In many cases, the early adopters are companies that are trying to break into established industries and disrupt the market. Carpenter offers the example of an oil drilling company that used to be a maintenance and service provider. The company changed to become an original equipment manufacturer (OEM) making connected equipment. “By understanding the equipment and by understanding the value of being connected they can produce equipment with a better value proposition than the companies that have always done it.”

GE’s one of the bigger companies committed to disrupting itself, believing that the 110-year old company won’t survive the next 100 years unless they change their business model. The changes involve making Internet of Things and Industrial Internet connectivity a standard part of the control system in the future, and that enables GE to change its selling model.

New Selling Models Require an Industrial Cloud

An example comes from their jet engine business. “We’re saying that we’re going to provide a certain amount of thrust on the wing of the plane, and it’s almost like thrust as a service rather than a jet engine,” Carpenter explains. This isn’t unique to GE:

“It’s a mindset that’s happening with other OEMs. The customer’s saying, ‘I want your equipment, but I want you to keep it running. You need to manage it.’ As that trend continues, the control system from the OEM has to be connected out of the box.”

Providing those services requires a computing environment dedicated to industrial needs. There are a surprisingly significant number of people who’ve accepted the world does need an Industrial Cloud, Carpenter says.

“Amazon, Google, Verizon, and other Cloud providers had not really focused on the infrastructure that industrial companies need. We believe a company like GE understands sensor data is very different from clickstream data; the types of analytics you do is very different from it.”

GE’s been building an Industrial Cloud based on its own needs and sharing it with their customers. They’re willing to work in GE’s environment because it’s secure and offers both the physical and analytical infrastructure they need for problems like working with time series data. Because of GE’s “dogfooding,” using the environment and the Industrial Cloud in its own projects, big industrial companies have confidence in the platform.On its website for GE’s Industrial Cloud product, Predix, the company states that “a truly global Industrial Internet of Things platform requires being able to connect a wide variety of machines, sensors, control systems, data sources, and devices.”

To achieve that, Carpenter says,

“We have to be open and work with other people’s equipment, not just ours, and really make something that’s for the whole ecosystem, the whole community, not just ourselves.”

Once the ecosystem exists, the way analysis is performed changes. With traditional data warehouses, companies know in advance how they’ll use it in analyses. That’s different now. The data is stored and companies can make mini analyses over time. “The days of knowing everything you’re going to ask are over; there’s just too much data and too much interesting to learn,” Carpenter says. And data doesn’t lose its value over time.

“The data is like oil in the ground,” Carpenter continues. “As you come up with new algorithms you get more value out of the data even if it was collected a year ago.”
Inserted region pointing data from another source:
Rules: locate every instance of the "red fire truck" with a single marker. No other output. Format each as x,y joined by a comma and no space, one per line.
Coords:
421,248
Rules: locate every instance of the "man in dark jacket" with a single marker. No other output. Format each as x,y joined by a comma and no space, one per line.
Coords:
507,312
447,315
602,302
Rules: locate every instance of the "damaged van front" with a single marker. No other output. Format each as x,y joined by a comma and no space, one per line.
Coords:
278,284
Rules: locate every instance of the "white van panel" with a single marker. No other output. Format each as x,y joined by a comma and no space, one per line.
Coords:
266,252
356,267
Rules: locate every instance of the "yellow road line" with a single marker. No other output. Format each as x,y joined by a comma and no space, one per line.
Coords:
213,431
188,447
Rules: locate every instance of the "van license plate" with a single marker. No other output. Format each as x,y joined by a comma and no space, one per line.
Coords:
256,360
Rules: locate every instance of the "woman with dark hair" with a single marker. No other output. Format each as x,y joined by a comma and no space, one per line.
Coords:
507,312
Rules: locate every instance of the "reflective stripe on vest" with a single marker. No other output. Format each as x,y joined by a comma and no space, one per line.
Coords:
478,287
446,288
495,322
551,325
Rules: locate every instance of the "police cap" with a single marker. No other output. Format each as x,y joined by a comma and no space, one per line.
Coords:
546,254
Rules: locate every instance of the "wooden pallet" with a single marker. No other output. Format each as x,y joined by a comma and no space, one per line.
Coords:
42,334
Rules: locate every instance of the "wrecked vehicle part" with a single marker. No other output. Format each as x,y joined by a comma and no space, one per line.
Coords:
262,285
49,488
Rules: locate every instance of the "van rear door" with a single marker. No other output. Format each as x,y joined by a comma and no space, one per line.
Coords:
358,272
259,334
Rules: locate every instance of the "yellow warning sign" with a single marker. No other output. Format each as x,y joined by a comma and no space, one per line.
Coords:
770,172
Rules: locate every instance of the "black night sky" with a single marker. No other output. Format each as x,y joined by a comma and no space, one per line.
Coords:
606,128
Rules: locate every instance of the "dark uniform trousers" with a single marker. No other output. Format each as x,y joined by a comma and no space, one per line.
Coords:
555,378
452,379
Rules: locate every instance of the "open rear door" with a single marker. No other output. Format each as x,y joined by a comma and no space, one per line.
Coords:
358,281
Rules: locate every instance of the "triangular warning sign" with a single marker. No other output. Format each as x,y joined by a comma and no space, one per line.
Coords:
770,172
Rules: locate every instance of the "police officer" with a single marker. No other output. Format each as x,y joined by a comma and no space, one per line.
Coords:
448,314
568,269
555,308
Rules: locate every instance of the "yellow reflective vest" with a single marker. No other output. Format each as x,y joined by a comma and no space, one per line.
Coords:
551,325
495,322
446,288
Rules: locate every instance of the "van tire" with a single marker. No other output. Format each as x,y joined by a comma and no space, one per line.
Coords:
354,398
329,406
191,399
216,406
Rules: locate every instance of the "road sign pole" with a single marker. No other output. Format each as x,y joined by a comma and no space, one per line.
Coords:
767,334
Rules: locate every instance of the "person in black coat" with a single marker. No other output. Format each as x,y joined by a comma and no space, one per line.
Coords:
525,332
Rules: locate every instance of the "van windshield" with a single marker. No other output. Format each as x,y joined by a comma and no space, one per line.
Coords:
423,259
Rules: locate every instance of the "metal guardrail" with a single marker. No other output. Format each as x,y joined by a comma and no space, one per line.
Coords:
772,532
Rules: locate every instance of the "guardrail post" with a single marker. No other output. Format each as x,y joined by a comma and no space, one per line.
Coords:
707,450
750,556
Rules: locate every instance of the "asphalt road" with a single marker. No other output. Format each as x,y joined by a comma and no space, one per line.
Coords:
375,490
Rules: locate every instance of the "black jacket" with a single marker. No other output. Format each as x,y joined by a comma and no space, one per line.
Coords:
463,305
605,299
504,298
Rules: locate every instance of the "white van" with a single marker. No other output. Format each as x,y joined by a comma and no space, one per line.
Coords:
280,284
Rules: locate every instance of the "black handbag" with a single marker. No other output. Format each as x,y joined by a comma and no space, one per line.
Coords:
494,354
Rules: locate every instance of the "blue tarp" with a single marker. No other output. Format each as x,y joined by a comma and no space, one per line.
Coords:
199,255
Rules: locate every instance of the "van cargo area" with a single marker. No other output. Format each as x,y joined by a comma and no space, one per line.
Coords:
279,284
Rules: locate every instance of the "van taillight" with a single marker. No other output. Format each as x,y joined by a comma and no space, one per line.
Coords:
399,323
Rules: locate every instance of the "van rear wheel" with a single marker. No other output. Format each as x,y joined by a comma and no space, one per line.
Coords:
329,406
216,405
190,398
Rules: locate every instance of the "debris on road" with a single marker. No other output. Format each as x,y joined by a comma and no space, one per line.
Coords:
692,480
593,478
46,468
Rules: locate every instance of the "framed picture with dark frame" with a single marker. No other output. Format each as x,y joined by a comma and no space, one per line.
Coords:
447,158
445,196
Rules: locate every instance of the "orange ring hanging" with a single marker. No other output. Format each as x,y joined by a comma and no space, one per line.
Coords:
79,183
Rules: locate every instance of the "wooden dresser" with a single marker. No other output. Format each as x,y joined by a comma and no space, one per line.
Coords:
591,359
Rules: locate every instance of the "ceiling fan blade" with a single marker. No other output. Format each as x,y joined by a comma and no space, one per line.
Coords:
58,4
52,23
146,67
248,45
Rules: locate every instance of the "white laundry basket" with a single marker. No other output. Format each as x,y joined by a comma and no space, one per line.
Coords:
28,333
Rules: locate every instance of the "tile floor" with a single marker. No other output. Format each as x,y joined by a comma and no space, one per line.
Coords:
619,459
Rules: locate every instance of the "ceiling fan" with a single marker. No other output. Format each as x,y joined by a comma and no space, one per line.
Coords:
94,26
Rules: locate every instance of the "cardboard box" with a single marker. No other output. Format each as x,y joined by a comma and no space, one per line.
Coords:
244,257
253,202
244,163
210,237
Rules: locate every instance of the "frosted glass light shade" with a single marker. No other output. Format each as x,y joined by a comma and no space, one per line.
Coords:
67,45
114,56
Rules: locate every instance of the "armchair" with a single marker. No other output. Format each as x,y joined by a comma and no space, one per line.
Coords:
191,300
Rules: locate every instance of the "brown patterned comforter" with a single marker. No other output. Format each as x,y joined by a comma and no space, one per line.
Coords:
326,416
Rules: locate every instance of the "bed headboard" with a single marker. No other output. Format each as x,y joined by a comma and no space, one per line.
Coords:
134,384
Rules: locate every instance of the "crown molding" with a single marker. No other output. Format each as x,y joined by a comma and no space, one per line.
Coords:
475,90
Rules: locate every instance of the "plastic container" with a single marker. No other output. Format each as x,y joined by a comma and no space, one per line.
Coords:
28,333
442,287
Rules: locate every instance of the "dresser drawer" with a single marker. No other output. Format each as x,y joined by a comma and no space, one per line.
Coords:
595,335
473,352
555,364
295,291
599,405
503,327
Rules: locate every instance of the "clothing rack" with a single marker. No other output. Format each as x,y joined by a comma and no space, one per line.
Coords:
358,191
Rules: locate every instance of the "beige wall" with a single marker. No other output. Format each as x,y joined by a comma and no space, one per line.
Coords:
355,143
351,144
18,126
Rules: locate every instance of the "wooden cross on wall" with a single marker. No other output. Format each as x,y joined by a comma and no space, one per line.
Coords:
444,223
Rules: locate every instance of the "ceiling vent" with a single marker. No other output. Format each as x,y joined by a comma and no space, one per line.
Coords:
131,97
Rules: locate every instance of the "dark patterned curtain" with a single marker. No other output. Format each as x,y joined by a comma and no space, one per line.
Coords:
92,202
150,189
Because the benefits are so large, GE sees the barriers to adoption coming down. Carpenter compares it to online banking. “Just think about how nervous you might have been to manage your stocks or finances through a website in the past and how you wouldn’t think twice about it today.”

As the initial nervousness fades away, manufacturing companies will realize that, like GE, their future depends on adopting—and adapting to—the Internet of Things.